After reading this far into the book, I hope that you have begun to seriously question the existence of A.D.D. as a distinct medical disorder. I also hope that you've started to sense the complexity of the issues involved and understand that, in fact, there is no "A.D.D. child," but many different kinds of children who are hyperactive and inattentive for many different reasons. For some kids who suffer from lead poisoning or distinct brain illness or injury (e.g., as was seen in postencephalitic children), the emphasis is undoubtedly on the biological side of the ledger. However, for kids with difficult temperaments or those suffering from depression or anxiety, psychological factors may be most important. For students with cognitive or learning style differences in traditional classrooms, educational issues may predominate.
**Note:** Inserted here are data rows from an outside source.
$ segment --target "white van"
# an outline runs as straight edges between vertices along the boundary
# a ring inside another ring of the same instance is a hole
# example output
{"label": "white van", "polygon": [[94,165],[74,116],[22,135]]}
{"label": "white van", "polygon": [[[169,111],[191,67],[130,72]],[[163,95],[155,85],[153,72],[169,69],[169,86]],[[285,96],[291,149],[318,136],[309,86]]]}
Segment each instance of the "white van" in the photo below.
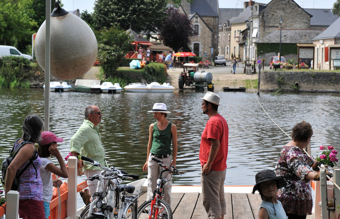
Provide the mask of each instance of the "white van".
{"label": "white van", "polygon": [[33,58],[30,55],[23,54],[17,49],[10,46],[0,46],[0,57],[12,55],[14,56],[21,56],[33,60]]}

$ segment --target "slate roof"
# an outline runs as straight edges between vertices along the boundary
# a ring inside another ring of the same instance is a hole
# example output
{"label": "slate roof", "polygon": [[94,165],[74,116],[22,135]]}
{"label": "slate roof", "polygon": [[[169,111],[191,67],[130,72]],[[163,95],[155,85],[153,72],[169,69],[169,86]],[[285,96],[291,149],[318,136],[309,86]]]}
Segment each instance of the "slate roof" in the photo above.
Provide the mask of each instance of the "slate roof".
{"label": "slate roof", "polygon": [[230,24],[245,22],[252,16],[252,6],[248,6],[238,16],[233,17],[230,19]]}
{"label": "slate roof", "polygon": [[307,13],[313,15],[310,18],[311,26],[326,26],[331,25],[339,16],[333,14],[331,9],[304,9]]}
{"label": "slate roof", "polygon": [[231,18],[238,16],[243,11],[242,8],[220,8],[219,9],[219,25],[223,24]]}
{"label": "slate roof", "polygon": [[313,40],[340,38],[340,17],[334,21],[324,32],[313,38]]}
{"label": "slate roof", "polygon": [[[281,43],[312,43],[312,39],[323,31],[318,29],[282,29]],[[280,29],[256,41],[257,43],[279,43]]]}
{"label": "slate roof", "polygon": [[218,17],[217,0],[195,0],[191,5],[190,14],[197,12],[202,17]]}
{"label": "slate roof", "polygon": [[133,37],[133,41],[134,41],[150,42],[149,40],[143,37],[143,35],[133,31],[131,28],[127,30],[126,33],[129,33],[129,36],[131,36]]}

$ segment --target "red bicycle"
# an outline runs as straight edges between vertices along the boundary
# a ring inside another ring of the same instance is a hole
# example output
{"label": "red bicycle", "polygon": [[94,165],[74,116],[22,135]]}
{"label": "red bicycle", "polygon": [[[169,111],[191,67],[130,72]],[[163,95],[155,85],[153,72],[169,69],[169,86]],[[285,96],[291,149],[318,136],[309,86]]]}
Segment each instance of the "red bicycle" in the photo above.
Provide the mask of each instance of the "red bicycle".
{"label": "red bicycle", "polygon": [[[163,200],[163,188],[164,185],[168,181],[172,180],[173,173],[177,172],[182,175],[174,166],[169,168],[167,167],[162,160],[156,159],[154,158],[151,158],[153,160],[158,163],[158,164],[163,169],[160,173],[157,180],[157,187],[153,191],[152,199],[144,202],[138,208],[138,219],[172,219],[172,211],[169,204]],[[163,176],[163,173],[166,173]],[[166,177],[171,174],[169,180],[167,180]]]}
And in the case of certain Nintendo-crazed, television-addicted youngsters, broader cultural issues could become primary. Even where biological issues appear to predominate, I'd prefer to think of these as "biological predispositions" that need to interact with cultural, social, educational, and/or psychological factors in order to give birth to A.D.D. symptoms. In the same way, parents, teachers, and mental health professionals have the opportunity to create optimal educational, social, and psychological environments for these kids so that their "biological predispositions" don't erupt into A.D.D. symptoms.
Most A.D.D. proponents are acutely aware of these non-biological factors. However, they have found a place for them in their paradigm so that the basic tenants of the A.D.D. myth, particularly its existence as a discrete medical disorder, can be preserved. These other factors, especially the psychological and educational ones, are reduced to what they refer to, appropriately enough in this medical model, as "co-morbid" factors. In other words, a child can have A.D.D., and/or learning disabilities (LD), and/or mood disorders (depression, anxiety), and/or a range of other clinical disorders. What are in reality confounding factors (where does A.D.D. begin and depression or learning problems leave off?) are transformed into these co-morbid factors and the essential nature of the A.D.D. myth remains intact.
This artful process of piling on the categories reminds me of what the Alexandrian scientist Ptolemy did when confronted with data that contradicted his view that the sun and planets revolved around the earth. He created "epicycles" in the orbits of planets to account for the discrepancies in planetary motion. These epicycles were fictions, but they allowed Ptolemy and his followers to hold on to their illusions for a few more centuries. How many years of adding co-morbid "epicycles" will it take before social scientists recognize that there are too many complex influences in today's world creating hyperactivity and inattention in children to be able to speak credibly of A.D.D. as a unitary medical disorder?